What seems uncertain, however, is when and if individual and institutional investors will once again be excited about investing in China’s residential real estate sector. The average rental yield is currently at about 2.6%, up from 2.2% not long ago. But even a 3% yield provides no strong business case for investing in an apartment. Only if one believes per square meter prices will continue to grow and grow fast would it make sense, and nobody longer believes this.

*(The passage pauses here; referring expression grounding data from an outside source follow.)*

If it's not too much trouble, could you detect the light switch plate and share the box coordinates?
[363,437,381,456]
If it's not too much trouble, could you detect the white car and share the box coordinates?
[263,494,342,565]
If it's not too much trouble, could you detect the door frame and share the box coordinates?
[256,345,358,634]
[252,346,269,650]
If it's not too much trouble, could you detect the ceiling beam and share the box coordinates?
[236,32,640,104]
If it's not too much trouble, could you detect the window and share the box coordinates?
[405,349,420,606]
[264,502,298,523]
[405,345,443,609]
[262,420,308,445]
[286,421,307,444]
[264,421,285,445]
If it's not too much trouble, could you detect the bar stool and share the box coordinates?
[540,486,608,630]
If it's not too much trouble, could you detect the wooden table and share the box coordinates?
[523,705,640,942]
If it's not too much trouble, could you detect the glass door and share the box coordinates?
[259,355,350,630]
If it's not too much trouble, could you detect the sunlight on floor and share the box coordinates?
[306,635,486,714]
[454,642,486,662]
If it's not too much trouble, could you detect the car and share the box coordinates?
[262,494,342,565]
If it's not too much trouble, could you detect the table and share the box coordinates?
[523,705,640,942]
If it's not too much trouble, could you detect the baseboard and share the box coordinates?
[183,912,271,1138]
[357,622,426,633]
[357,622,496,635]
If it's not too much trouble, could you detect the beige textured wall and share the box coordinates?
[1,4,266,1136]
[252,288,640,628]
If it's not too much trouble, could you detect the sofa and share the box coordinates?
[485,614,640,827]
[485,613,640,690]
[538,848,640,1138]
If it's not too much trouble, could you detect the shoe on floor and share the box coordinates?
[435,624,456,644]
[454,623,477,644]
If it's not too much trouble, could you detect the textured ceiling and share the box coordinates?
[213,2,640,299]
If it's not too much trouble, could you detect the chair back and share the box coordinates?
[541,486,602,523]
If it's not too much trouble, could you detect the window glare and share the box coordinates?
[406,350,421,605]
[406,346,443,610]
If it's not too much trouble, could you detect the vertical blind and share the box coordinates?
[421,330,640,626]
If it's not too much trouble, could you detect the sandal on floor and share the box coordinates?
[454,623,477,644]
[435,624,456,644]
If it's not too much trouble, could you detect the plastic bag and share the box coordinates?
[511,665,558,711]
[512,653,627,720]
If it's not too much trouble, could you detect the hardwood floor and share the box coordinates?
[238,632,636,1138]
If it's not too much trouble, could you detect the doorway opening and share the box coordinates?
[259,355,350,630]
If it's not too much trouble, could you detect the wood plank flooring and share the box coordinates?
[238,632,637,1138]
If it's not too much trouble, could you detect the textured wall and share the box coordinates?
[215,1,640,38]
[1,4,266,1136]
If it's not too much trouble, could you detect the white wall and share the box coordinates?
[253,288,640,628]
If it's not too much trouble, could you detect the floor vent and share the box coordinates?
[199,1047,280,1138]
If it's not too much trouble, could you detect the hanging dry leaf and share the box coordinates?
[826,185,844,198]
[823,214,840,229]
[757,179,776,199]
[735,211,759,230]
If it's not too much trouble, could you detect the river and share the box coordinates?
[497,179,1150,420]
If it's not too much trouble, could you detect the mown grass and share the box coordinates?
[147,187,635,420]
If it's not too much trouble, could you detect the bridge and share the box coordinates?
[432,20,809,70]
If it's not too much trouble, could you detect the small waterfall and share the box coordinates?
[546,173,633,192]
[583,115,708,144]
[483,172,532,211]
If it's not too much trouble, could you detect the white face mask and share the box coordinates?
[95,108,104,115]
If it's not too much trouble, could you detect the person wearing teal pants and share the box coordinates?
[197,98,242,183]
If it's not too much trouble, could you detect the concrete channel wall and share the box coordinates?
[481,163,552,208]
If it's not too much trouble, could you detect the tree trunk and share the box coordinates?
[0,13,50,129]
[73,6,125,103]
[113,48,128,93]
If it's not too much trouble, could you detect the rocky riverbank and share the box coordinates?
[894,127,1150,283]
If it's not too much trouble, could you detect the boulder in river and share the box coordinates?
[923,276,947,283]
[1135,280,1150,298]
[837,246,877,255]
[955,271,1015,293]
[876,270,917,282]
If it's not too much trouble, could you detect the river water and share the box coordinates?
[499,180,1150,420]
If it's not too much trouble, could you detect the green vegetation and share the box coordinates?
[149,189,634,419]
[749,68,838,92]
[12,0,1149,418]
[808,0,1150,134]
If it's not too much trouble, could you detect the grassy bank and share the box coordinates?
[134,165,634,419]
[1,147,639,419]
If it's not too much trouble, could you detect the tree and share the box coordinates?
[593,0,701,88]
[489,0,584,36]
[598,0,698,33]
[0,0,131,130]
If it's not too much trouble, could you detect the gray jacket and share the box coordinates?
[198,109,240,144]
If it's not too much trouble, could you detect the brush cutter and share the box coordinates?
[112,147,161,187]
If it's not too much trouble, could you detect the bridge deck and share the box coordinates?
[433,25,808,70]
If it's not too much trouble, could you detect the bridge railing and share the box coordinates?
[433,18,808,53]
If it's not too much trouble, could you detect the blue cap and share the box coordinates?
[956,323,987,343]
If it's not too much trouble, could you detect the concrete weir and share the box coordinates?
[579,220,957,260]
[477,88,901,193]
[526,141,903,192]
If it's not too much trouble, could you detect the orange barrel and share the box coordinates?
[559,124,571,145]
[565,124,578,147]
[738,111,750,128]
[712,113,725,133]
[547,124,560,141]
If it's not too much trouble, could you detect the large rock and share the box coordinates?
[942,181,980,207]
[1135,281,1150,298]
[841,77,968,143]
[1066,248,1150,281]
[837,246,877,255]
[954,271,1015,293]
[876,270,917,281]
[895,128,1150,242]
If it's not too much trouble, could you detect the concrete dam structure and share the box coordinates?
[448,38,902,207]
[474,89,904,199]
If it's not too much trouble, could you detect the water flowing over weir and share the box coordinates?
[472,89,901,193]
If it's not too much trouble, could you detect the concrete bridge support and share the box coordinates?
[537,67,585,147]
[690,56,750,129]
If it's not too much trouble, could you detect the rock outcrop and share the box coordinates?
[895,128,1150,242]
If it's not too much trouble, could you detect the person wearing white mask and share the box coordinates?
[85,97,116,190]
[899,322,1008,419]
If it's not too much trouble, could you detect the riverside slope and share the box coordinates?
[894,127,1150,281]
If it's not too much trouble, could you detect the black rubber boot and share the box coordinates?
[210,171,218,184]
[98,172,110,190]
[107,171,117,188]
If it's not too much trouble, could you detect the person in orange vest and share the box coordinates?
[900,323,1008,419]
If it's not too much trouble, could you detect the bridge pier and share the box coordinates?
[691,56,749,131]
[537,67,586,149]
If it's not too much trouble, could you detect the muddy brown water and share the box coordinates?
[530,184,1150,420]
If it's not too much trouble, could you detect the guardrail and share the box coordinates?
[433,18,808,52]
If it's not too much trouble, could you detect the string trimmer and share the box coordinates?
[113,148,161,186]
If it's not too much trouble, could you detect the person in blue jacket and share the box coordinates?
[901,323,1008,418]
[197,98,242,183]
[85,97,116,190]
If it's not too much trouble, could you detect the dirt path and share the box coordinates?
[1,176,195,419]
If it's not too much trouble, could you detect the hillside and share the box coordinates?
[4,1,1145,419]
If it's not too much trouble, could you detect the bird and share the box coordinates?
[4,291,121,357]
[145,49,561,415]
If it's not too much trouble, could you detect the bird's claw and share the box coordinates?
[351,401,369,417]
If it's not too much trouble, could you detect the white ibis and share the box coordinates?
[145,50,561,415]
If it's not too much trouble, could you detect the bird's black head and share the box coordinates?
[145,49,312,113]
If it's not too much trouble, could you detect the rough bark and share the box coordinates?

So what real estate asset classes are still attractive to sophisticated investors in China? More than ever those that seem to have both solid demand as well as much higher return rates. Both international institutional money as well as domestic institutional money keeps pouring into logistics assets and data centers, where yields are at about 6%. Cold storage logistics facilities have gotten a lot of focus as of late. Likewise with elder care homes, car parks and other specialty properties. Manufacturing properties with yields of around 9% are also on the target list of more and more asset managers, pension funds, and private equity firms.

Individual investors and apartment owners may feel discouraged as the dream of generating huge wealth through galloping property value rises now seems a distant fantasy. The only comfort might be that in a more solid and balanced market the risk for price drops is much lower, too. Unless of course property were to be repossessed and turned communal, at which point we would be facing a completely new situation overall.